It is not essential to this effect that the aversive stimulus be contingent upon behavior in the standard punishing sequence. When that sequence is observed, however, the effect still occurs and must be considered as one of the results of punishment. It resembles other effects of punishment in bringing undesirable behavior to an end; but since this is temporary, it is not likely to be accepted as typical of control through punishment.

A SECOND EFFECT OF PUNISHMENT

Punishment is generally supposed to have some abiding effect. It is hoped that some change in behavior will be observed in the future, even though further punishment is withheld. One enduring effect, also not often considered as typical, resembles the effect just considered. When a child who has been pinched for giggling starts to giggle upon a later occasion, his own behavior may supply conditioned stimuli which, like the mother’s threatening gesture, evoke opposed emotional responses. We have seen an adult parallel in the use of drugs which induce nausea or other aversive conditions as consequences of drinking alcoholic beverages. As a result later drinking generates conditioned aversive stimuli which evoke responses incompatible with further drinking. As an effect of the severe punishment of sexual behavior, the early stages of such behavior generate conditioned stimuli giving rise to emotional responses which interfere with the completion of the behavior. One difficulty with the technique is that punishment for sexual behavior may interfere with similar behavior under socially acceptable circumstances—for example, in marriage. In general, then, as a second effect of punishment, behavior which has consistently been punished becomes the source of conditioned stimuli which evoke incompatible behavior.

Some of this behavior involves glands and smooth muscles. Let us say, for example, that a child is consistently punished for lying. The behavior is not easily specified, since a verbal response is not necessarily in itself a lie but can be defined as such only by taking into account the circumstances under which it is emitted. These circumstances come to play a conspicuous role, however, so that the total situation stimulates the child in a characteristic fashion. For reasons which we shall examine in Chapter XVII, an individual is in general able to tell when he is lying. The stimuli to which he responds when he does so are conditioned to elicit responses appropriate to punishment: his palms may sweat, his pulse may speed up, and so on. When he later lies during a lie-detection test, these conditioned responses are recorded.
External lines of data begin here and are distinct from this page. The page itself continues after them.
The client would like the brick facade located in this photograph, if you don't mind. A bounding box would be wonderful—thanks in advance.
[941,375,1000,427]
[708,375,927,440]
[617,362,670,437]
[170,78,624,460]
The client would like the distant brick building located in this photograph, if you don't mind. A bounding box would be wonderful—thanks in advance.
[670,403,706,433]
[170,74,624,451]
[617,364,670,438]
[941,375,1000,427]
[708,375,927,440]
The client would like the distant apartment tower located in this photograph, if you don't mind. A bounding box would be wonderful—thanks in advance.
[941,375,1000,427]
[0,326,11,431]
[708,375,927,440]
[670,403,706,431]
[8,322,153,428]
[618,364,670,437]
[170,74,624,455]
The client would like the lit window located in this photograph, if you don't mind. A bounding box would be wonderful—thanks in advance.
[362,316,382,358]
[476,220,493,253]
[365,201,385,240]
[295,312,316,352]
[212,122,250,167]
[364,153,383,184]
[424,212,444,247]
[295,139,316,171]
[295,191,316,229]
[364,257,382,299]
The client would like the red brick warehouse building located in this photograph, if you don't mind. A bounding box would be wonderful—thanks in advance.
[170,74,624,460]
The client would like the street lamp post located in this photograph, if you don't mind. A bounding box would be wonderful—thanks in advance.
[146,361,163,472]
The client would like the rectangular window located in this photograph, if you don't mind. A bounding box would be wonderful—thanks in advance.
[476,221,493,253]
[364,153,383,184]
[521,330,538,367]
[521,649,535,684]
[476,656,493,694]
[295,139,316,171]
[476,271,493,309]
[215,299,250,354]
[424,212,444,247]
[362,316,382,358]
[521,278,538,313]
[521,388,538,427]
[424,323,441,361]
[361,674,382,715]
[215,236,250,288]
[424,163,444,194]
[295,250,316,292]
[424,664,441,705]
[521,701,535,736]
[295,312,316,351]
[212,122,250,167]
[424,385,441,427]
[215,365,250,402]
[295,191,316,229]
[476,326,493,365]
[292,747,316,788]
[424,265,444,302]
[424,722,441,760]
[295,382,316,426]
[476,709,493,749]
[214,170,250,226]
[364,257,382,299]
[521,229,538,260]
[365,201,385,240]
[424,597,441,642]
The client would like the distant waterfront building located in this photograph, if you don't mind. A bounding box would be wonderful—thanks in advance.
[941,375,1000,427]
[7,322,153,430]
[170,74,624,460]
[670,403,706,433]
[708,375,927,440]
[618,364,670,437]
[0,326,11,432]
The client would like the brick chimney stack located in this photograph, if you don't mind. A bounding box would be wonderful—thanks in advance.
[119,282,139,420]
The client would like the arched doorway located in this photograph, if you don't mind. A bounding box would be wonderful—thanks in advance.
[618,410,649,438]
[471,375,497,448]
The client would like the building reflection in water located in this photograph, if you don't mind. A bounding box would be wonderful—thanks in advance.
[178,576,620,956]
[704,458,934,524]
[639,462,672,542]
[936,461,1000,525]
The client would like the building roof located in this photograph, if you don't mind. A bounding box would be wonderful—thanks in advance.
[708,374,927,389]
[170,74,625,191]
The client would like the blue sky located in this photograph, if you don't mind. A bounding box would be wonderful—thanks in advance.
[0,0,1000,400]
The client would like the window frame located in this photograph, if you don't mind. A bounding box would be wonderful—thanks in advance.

Strong emotional predispositions are also rearoused by the beginnings of severely punished behavior. These are the main ingredient of what we speak of as guilt, shame, or a sense of sin. Part of what we feel when we feel guilty are conditioned responses of glands and smooth muscles of the kind reported by the lie detector, but we may also recognize a displacement of the normal probabilities of our behavior. This is often the most conspicuous feature of the guilt of others. The furtive look, the skulking manner, the guilty way of speaking are emotional effects of the conditioned stimuli aroused by punished behavior. Comparable effects are observed in lower animals: the guilty behavior of a dog which is behaving in a way which has previously been punished is a familiar spectacle. A case may be easily set up in the laboratory. If a rat has been conditioned to press a lever by being reinforced with food and is then punished by being lightly shocked as it presses the lever, its behavior in approaching and touching the lever will be modified. The early stages in the sequence generate conditioned emotional stimuli which alter the behavior previously established. Since the punishment is not directly administered by another organism, the pattern does not resemble the more familiar behavior of guilt in the pet dog.

A condition of guilt or shame is generated not only by previously punished behavior but by any consistent external occasion for such behavior. The individual may feel guilty in a situation in which he has been punished. We gain control by introducing stimuli for just this effect. For example, if we punish a child for any behavior executed after we have said “No, no!” this verbal stimulus will later evoke an emotional state appropriate to punishment. When this policy has been followed consistently, the behavior of the child may be controlled simply by saying “No, no!” since the stimulus arouses an emotional condition which conflicts with the response to be controlled.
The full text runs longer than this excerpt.